“Certain people have a definite lifetime positive impact on others.”
Faye “Peck” Heath was one of those who had such an influence on so many through the decades.
Her recent passing created a heart drenching void as fond reflections of Faye for nearly 60 years flowed freely.
A true heroine, Faye was a very real cowgirl who did more horseback than any cowboy then or now.
At the first “shodeo” ever attended, horseshow like rodeo no broncs but pleasure riding and racing events, Faye was entered.
With her best friend Rosie “Rezac” Clymer, they won all of the team events. Faye personally won every individual performance class and speed competition that day and for years to come.
At a Saturday night Emporia yokel shodeo a year later, Faye and Rosie were shy a relay team member. As they often did before and after, the smiling cowgirls would ask any young person wanting to ride to join their team.
A skinny teenage wannabe on Nellie Belle got that special invitation eagerly accepted excited toothy grin broadening. As was the expected Faye-Rosie tradition, their relay team came in first.
The blue ribbon streamer rosette awarded each team rider including the add-on wannabe remains proudly displayed in the bedroom cabinet.
As years went on, Faye was at all the shodeos mounted ready to ride, help, encourage, and visit everybody there.
Faye had “lots of good horses” throughout her life she said. That’s true because Faye was an outstanding horsewoman who made any horse a winner certainly better than it was.
One of her last good ones was the big bay gelding she called Waldo known by everybody all around. They could beat all comers in shodeos and even bigtime rodeos throughout the Midwest.
Many young horses were started in training by Faye mounted with the colt stubbed to Rosie’s horse riding around shodeos. Improvements notable every weekend by summer’s end she had a well-trained horse.
Husband good friend Marshall wasn’t a horseman, but he had to like horses to love Faye the way he did. They were regular attendees at the 25 annual ranch horse sales making several purchases through the years.
For decades, wherever there was a horse sale in the Midwest Faye and Marshall were there generally bidding. Always grinning like little kids when that winning bid was made although they really didn’t need another horse.
The happy loving couple was especially proud of the outstanding performance bred stallion they purchased and stood to the public. It was so much fun when their eyes brightened talking about that stud and his potential.
Faye and Marshall also got into the cow-calf business. Their herdsmanship shined discussing purchasing, developing, and marketing cattle too.

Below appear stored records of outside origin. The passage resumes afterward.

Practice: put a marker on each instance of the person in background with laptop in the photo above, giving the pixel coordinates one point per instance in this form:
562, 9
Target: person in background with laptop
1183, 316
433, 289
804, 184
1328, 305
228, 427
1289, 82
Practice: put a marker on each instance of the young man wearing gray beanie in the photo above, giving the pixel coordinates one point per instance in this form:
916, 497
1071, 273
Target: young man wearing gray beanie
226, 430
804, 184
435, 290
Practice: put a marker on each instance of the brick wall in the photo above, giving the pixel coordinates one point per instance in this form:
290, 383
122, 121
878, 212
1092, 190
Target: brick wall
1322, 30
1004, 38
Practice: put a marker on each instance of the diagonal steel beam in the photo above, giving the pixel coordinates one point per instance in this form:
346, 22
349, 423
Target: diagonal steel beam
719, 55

While Marshall came around to Faye’s admiration for horses, Faye matched him taking to the field hunting. Faye even took up competitive clay pigeon shooting; smiles came on both their faces when she was often the winner. “He gets too nervous,” Faye claimed.

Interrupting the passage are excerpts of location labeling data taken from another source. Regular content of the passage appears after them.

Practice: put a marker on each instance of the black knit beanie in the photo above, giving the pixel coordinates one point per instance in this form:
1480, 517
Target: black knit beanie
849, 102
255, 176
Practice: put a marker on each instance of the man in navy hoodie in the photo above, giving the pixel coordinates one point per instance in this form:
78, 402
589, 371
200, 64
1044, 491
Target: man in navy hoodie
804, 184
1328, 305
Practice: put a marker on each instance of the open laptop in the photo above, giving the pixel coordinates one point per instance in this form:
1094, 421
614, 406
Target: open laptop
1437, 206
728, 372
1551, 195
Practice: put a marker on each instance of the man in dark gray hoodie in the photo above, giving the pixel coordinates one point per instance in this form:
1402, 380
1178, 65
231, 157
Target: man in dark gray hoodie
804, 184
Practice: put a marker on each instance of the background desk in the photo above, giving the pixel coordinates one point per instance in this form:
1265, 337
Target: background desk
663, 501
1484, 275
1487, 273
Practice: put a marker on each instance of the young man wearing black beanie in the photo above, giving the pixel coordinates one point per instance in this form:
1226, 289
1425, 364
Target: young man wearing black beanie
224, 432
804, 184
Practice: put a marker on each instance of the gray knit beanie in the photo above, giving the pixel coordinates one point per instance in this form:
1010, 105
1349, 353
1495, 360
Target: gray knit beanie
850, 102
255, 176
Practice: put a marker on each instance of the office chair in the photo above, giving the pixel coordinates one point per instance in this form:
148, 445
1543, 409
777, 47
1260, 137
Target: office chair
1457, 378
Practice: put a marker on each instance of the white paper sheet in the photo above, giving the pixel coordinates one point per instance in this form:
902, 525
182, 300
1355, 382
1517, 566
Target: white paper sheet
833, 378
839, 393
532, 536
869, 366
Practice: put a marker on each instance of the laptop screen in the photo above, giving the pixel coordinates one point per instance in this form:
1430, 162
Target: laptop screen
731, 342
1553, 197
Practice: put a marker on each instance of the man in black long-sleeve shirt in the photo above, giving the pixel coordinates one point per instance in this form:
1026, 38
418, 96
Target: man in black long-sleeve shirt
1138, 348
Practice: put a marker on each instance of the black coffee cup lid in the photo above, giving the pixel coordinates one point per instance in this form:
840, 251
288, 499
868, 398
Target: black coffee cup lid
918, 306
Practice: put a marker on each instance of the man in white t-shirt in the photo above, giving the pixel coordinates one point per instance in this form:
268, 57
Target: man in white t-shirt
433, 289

Marshall enjoyed commodity futures trading, and like all sports of sorts one doesn’t always win. His gains made both happy, but when it was a loss, Faye was anxious to make the poking jive.

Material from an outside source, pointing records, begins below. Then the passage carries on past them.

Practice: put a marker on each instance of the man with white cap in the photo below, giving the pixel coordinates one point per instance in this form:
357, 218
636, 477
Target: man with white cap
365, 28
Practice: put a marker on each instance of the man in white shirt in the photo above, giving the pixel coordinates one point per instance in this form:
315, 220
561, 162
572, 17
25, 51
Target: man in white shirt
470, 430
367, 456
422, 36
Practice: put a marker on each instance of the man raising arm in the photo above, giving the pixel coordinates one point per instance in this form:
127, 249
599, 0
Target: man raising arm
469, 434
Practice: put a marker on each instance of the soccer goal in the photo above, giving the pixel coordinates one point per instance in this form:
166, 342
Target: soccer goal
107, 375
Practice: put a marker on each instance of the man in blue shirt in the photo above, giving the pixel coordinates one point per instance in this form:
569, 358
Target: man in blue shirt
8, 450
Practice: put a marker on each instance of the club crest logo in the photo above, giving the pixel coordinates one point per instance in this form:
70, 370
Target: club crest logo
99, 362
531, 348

Everybody matures, yet Faye kept riding for a long time and it was terribly hard to stop. Her hand was still often in the air to buy another “yard ornament” to feed, pet and adore. “You can’t ever have too many horses.”
Health issues continued, but Faye was always upbeat anxious to talk about horses, cattle, and farming.
Losing Faye Heath is sad for all she touched but memories of “The Cowgirl” make one smile forever.
Reminded of Second Samuel 1:26: “Crushed by your death. Your friendship was a love exceeding anything ever known.”
Faye Heath rode Waldo to win the rodeo barrel race sponsored by the Professional Rodeo Cowboys Association at Longford.